Jada Di’Larosa works Bourbon Street by night and writes music as the sun comes up along Bayou St. John. That contrast is not incidental to what To Love Is To Perform is. It is the album’s entire subject. The gap between the performer on stage and the person at the piano in the quiet hours before dawn, between the costume and the person wearing it, between love as it feels and love as it gets performed for someone else: Di’Larosa has built a ten-song album around that gap, and the result is one of the more psychologically precise independent releases New Orleans has produced in recent memory.

The project describes itself as an intimate look into late-night writings, something closer to lost demos dusted off from an attic trunk than a polished studio album. Di’Larosa plays piano and violin and sings, and the production philosophy leans into that intimacy rather than dressing it up. The piano and violin arrangements support the vocals rather than competing with them. The result is a record that feels like being in the room while it’s being made, which is exactly the atmosphere the material requires.

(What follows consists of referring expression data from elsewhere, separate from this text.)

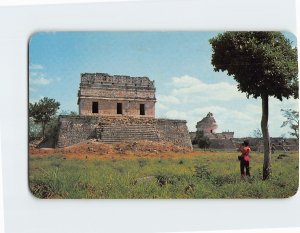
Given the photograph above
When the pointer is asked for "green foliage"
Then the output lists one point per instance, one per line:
(43, 111)
(263, 63)
(209, 175)
(292, 120)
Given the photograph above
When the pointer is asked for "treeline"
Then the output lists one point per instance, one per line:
(43, 119)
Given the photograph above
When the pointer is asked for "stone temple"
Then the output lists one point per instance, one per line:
(105, 95)
(117, 108)
(208, 126)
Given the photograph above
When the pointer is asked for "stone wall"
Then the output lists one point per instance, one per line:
(108, 90)
(75, 129)
(109, 107)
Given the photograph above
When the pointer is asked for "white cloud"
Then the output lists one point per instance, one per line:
(168, 99)
(32, 89)
(161, 106)
(36, 67)
(174, 114)
(40, 81)
(190, 89)
(191, 99)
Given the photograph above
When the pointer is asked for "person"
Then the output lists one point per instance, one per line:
(245, 158)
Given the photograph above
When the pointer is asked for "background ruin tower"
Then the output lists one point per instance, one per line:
(116, 95)
(207, 125)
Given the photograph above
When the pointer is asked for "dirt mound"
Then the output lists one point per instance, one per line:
(93, 148)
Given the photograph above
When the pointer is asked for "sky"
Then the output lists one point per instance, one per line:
(187, 87)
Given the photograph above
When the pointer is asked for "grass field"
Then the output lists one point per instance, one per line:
(203, 175)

The tracklist is sequenced with the logic of a theatrical program. “Showgirl” opens the album by stepping directly into the persona that the record will spend the next nine tracks examining. “Movie Star” extends that imagery into something more cinematic, the glamour of the stage world filtered through Di’Larosa’s moody, dream-like lens. By the time the album reaches “Bayou St. John,” named for the waterway she lives beside, the setting has shifted from stage to home, from performance to reflection.
The title track sits at the album’s center and does what a title track should: it states the thesis plainly and then complicates it. The idea that love requires the same courage and exposure as performance, that putting yourself in front of someone is its own kind of act regardless of whether there’s a stage beneath your feet, is an observation that the surrounding material earns rather than simply asserts. Di’Larosa’s vocal delivery has a softness and control that keeps the material from tipping into melodrama. She leaves space for silence, which is the right instinct for music built around what goes unsaid.
“Candy” and “Blackbird” sit in the album’s middle stretch and carry the alternative and nu-jazz influences most clearly, with the jazz vocabulary present in the arrangements without being announced. “Spinster” and “A Love Noir” push into darker territory, the latter title doing explicit work in connecting the album’s New Orleans atmosphere to its emotional register. Film noir and love noir share the same grammar: concealment, revelation, the thing that looks like one thing and turns out to be another.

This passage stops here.